Hi I am trying to use unicodedata
in python 3.7 on Linux but unfortunately it fails. Any help is highly appreciated.
我一直在网上寻找同样的问题,但是找不到任何指向正确方向的提示。
My problem: I make use of unicodedata.name(string)
and there I get an error TypeError: name() argument 1 must be a unicode character, not str
.
最小的工作例子
#!/usr/bin/env python3
import re
import emoji
import unicodedata
def replace_emoji(document):
emoji_all = emoji.EMOJI_ALIAS_UNICODE.items()
emoji_items = []
emoji_pattern = re.compile(u'|'.join(
re.escape(u[1]) for u in emoji_all), flags=re.UNICODE)

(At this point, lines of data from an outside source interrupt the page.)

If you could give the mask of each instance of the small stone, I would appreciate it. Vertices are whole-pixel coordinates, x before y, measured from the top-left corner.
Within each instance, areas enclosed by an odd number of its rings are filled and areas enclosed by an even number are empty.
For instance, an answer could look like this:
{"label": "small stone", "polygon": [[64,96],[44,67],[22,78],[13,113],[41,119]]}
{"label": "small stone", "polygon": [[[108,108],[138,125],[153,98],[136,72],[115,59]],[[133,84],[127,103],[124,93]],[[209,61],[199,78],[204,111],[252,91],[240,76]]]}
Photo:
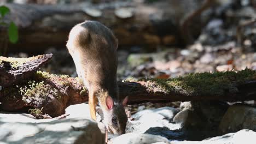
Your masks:
{"label": "small stone", "polygon": [[122,8],[115,10],[115,15],[121,19],[127,19],[132,17],[133,15],[133,8]]}
{"label": "small stone", "polygon": [[246,129],[256,130],[256,109],[241,104],[230,106],[219,125],[219,133],[226,134]]}
{"label": "small stone", "polygon": [[208,138],[202,141],[173,141],[172,144],[254,144],[256,132],[251,130],[243,129],[235,133],[229,133],[222,136]]}
{"label": "small stone", "polygon": [[139,106],[139,107],[138,107],[137,111],[141,111],[144,110],[145,108],[146,108],[146,106],[144,105]]}
{"label": "small stone", "polygon": [[178,113],[173,118],[173,122],[181,123],[185,129],[198,129],[205,125],[201,118],[189,109],[185,109]]}
{"label": "small stone", "polygon": [[231,64],[225,64],[222,65],[217,66],[216,70],[218,71],[225,71],[227,70],[231,70],[233,69],[233,67]]}
{"label": "small stone", "polygon": [[162,41],[165,45],[173,44],[176,42],[175,36],[172,35],[168,35],[165,36],[162,38]]}
{"label": "small stone", "polygon": [[203,47],[201,43],[196,43],[189,47],[189,49],[192,51],[196,51],[197,52],[202,52],[203,51]]}
{"label": "small stone", "polygon": [[94,8],[86,8],[84,9],[84,11],[86,14],[94,17],[98,17],[102,15],[102,12],[100,10]]}
{"label": "small stone", "polygon": [[168,140],[161,136],[131,133],[110,139],[109,144],[151,144],[158,142],[169,143]]}
{"label": "small stone", "polygon": [[212,53],[207,53],[200,58],[200,62],[204,64],[209,64],[214,62],[214,57]]}
{"label": "small stone", "polygon": [[179,109],[181,110],[185,110],[185,109],[191,109],[192,105],[191,105],[190,101],[185,101],[182,102],[179,105]]}
{"label": "small stone", "polygon": [[189,50],[182,50],[181,51],[181,55],[183,56],[187,56],[190,54],[190,51]]}
{"label": "small stone", "polygon": [[251,64],[251,68],[253,70],[256,70],[256,62],[252,63]]}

emoji_items = re.findall(emoji_pattern, document)
for item in emoji_items:
unicodes = []
unicode_values = []
for char in range(len(item)):
if not len(item) > 1:
unicodes.append(r'{:x}'.format(ord(item[char])).upper())
unicode_values.append([hex(ord(x)) for x in item[char]][0])
char_length = len(unicode_values)
chars = [chr(int(u, 16)) for u in unicode_values]
if char_length == 2:
print(chars)
value = u'\\U{:x}\\U{:x}'.format(
ord(chars[0]), ord(chars[1])).upper()
unicodedata.name(value)
return document
我的测试运行
print(replace_emoji(u'?????????????????????????????'))
我相信您可以将所有表情符号字符都视为python 3中的普通字符。
无法测试代码atm,但是我认为应该这样做。